11月5日、レゲエを取り入れた佐野元春の名クリスマス・ソング「CHRISTMAS TIME IN BLUE -聖なる夜に口笛吹いて」の40周年記念盤がリリースされました。真冬の祝祭にカリブの陽気な音楽の組み合わせは、当時日本では異色でしたが、今では和製クリスマス・ソングのスタンダード。今回は、そんな南国ムードあふれるオリジナル・クリスマス・ソングをリサーチ。時代や国を超えて独断と偏見で10曲ご紹介します。
■佐野元春「CHRISTMAS TIME IN BLUE -聖なる夜に口笛吹いて」 レゲエのリズムに乗せて登場するのは、クリスマスの煌びやかな街を、人波に流されるように歩く一人の青年。陽気な曲調を背に、どこかお祭りムードに乗り切れない主人公が描かれますが、次第に曲調も歌い口も熱を帯びていき、サビでは“うまくやれる人も しくじってる人も”と、すべての人にメリークリスマスの祝福を贈ります。オリジナルは1985年に12インチでリリース。A面に収録されたダブ・ミックス版はよりトロピカルなアレンジで楽しめます。アルバムでは『Cafe Bohemia』(1986)に収録。

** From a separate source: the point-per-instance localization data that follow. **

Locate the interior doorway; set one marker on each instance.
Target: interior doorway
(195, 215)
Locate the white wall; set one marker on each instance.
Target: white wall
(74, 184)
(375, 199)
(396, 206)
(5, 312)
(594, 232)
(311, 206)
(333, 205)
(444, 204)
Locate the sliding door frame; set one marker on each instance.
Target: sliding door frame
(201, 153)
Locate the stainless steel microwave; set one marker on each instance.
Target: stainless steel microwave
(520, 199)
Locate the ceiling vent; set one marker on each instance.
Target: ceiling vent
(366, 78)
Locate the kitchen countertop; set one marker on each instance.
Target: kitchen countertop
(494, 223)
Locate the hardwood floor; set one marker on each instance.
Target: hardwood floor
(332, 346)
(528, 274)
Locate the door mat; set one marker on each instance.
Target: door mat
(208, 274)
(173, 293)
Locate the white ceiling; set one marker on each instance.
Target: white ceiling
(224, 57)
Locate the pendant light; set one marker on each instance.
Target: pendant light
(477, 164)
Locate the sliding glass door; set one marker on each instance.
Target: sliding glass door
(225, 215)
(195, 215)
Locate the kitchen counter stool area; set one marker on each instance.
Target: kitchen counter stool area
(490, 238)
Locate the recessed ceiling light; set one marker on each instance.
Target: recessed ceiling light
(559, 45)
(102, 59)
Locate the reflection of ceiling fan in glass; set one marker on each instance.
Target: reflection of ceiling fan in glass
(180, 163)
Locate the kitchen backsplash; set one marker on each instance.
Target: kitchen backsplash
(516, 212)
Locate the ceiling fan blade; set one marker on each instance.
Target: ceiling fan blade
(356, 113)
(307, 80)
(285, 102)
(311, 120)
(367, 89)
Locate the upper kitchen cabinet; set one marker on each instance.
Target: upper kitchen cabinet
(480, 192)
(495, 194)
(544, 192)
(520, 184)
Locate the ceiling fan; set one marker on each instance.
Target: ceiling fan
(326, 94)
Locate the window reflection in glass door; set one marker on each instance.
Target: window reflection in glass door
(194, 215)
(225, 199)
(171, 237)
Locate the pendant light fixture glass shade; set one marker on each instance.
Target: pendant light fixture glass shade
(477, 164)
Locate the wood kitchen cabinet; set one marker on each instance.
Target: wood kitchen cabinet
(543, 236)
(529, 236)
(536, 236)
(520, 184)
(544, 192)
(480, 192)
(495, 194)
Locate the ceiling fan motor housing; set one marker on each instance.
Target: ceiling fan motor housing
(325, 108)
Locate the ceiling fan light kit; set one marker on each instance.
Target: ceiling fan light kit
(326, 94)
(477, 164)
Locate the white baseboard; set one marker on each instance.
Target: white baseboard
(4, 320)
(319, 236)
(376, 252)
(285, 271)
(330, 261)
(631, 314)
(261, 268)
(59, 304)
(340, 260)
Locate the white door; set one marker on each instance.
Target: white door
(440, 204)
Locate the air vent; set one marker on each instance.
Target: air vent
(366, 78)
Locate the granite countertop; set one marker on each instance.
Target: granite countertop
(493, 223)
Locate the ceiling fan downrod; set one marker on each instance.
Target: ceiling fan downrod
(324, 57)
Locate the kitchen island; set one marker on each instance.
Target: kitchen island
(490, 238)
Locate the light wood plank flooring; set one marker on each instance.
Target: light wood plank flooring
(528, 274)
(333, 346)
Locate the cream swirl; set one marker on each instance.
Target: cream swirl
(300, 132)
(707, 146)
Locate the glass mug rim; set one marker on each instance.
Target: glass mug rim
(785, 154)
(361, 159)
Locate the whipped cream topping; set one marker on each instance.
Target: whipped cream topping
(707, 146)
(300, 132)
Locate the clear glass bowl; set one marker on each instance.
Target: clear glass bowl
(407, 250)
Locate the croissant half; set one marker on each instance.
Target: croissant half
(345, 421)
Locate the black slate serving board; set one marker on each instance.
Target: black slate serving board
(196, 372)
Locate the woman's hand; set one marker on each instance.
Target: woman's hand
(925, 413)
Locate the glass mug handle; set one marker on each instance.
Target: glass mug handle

■村田和人「FLYING SANTA CLAUS」 シティ・ポップ・シーンの代表格が1988年に発表したアルバム『GO POP』の収録曲。電子音によるポコポコとしたリズムや、ボサ・ノヴァ・ギターが彩るドリーミーなサウンドにのせて、昔の恋に捉われている人の背中を押す、傷心の年末にも穏やかに沁みるナンバーです。
■ピエール・バルー「Ce jour la」 仏のインディ・レーベル「サラヴァ」の創始者であり、YMOの面々をはじめ、日本の音楽家たちとの交流の深いピエール・バルー歌うジャズ・サンバのクリスマス・ソング。ピエール・バルーの囁くような歌唱と、優雅なギター、心躍るリズムは時代を超えたお洒落さに満ちています。細野晴臣や大貫妙子が参加する1983年のクリスマス・コンピ「WE WISH YOU A MERRY CHRISTMAS」や84年のアルバム『シエラ』に収録。